CipSoft GmbH
- Company type: Private
- Industry: Video games
- Founded: 8 June 2001; 24 years ago
- Founders: Guido Lübke; Stephan Payer; Ulrich Schlott; Stephan Vogler;
- Headquarters: Regensburg, Germany
- Products: Tibia
- Number of employees: 100 (2024)
- Website: https://cipsoft.com

= CipSoft =

German video game developer

CipSoft GmbH is a German video game developer based in Regensburg. Founded in 2001, it is the developer of Tibia. As of August 2024, the company employs 100 people.

== History ==
CipSoft was founded on 8 June 2001 by Guido Lübke, Stephan Payer, Ulrich Schlott, and Stephan Vogler. The four had developed the game Tibia during their time at university and released it in 1997. After completing their studies, they founded CipSoft to continue the development of the game.

== Games ==
=== Tibia ===
Tibia is one of the first online role-playing games (MMORPG) ever created. It is the main product of CipSoft GmbH. On the islands of Tibia players discover a fantastic 2D world where they can go on virtual adventures. The main intention of the game is for the player to develop the character and to prove oneself as a knight, paladin, sorcerer or druid. The fact that Tibia is still based on 2D has never influenced the growth of the number of players. In 2008, Tibia was seen as one of the "8 best MMORPGs for Linux".

=== TibiaME ===
TibiaME is the first online role playing game for mobile phones. The story of TibiaME is inspired by the PC game Tibia. As a knight or a sorcerer, the players develop the skills of their selected characters. By exploring large varieties of areas, they will come upon exciting quests and dangerous dungeons where hundreds of players can set their forces together. Communicating and interacting with other players in a diplomacy is only one attractive aspect of TibiaME. The player can log out at any moment of the game and log in later.

=== Fiction Fighters ===
Fiction Fighters was a new product, which became available in 2011, but was discontinued during its beta release due to massive lack of player's staying interest, despite a massive marketing campaign. It was an interactive 3D comic, where players entered a parallel comic universe. The players acted and interacted only in comic strips.

=== Panzer League ===
Panzer League was a mobile multiplayer online battle arena for tanks. To win the game the players had to destroy the opponents and defense systems before blowing up. Matches lasted 5 to 10 minutes. The game was available for Android and iOS devices.
CipSoft ceased the operation of Panzer League on October 30, 2020, after more than 600,000 downloads.

=== LiteBringer ===
LiteBringer was a blockchain game developed by CipSoft, fully operating on the Litecoin blockchain. Released on September 15, 2020, LiteBringer offered a unique multiplayer experience with decentralized gameplay, where players had unprecedented control over their accounts and achievements. The game combined elements of a trading simulation and idle RPG, allowing players to level up fantasy characters, embark on quests, and manage resources directly on the blockchain. All in-game items and characters were stored on the Litecoin blockchain, enabling secure and direct transactions between players.

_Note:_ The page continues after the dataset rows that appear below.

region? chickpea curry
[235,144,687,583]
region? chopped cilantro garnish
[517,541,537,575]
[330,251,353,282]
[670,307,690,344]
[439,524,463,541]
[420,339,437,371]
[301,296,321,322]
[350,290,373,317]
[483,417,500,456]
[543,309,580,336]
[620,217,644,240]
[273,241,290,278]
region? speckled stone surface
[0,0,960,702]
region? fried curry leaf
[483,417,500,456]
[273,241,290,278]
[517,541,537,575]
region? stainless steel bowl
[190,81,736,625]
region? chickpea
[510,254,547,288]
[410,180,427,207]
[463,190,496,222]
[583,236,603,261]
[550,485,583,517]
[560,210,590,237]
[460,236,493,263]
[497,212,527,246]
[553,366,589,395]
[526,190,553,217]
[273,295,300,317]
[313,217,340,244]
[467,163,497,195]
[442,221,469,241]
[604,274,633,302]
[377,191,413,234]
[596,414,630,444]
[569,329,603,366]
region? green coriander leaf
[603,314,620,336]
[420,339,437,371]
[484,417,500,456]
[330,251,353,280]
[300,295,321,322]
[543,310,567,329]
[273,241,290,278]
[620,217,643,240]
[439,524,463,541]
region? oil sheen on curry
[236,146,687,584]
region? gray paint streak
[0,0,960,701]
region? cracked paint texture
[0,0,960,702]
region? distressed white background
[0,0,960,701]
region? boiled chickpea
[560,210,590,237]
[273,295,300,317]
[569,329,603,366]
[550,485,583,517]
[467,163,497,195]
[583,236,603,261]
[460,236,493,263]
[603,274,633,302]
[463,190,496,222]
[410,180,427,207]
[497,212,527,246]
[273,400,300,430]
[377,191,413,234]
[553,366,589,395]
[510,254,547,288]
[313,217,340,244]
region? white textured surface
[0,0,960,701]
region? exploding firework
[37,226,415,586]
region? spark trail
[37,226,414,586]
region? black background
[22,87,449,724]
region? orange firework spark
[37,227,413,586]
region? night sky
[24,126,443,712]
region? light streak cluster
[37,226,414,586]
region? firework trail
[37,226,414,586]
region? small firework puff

In March 2022, CipSoft announced the discontinuation of further development and active support for LiteBringer. Despite this, the game remains playable without trading fees or subscriptions, leveraging its decentralized architecture on the Litecoin network.

=== Persist Online ===
Persist Online is CipSoft's first MMORPG for PC since 1997. Announced in June 2024, the game features action-packed combat against zombies using firearms and melee weapons. It is designed as a true old-school MMORPG where hundreds of players interact on one server in a post-apocalyptic open world. The game will be available for Windows, macOS, and Linux via Steam and will initially be released as Early Access. A trailer and the game's Steam page were launched alongside the announcement.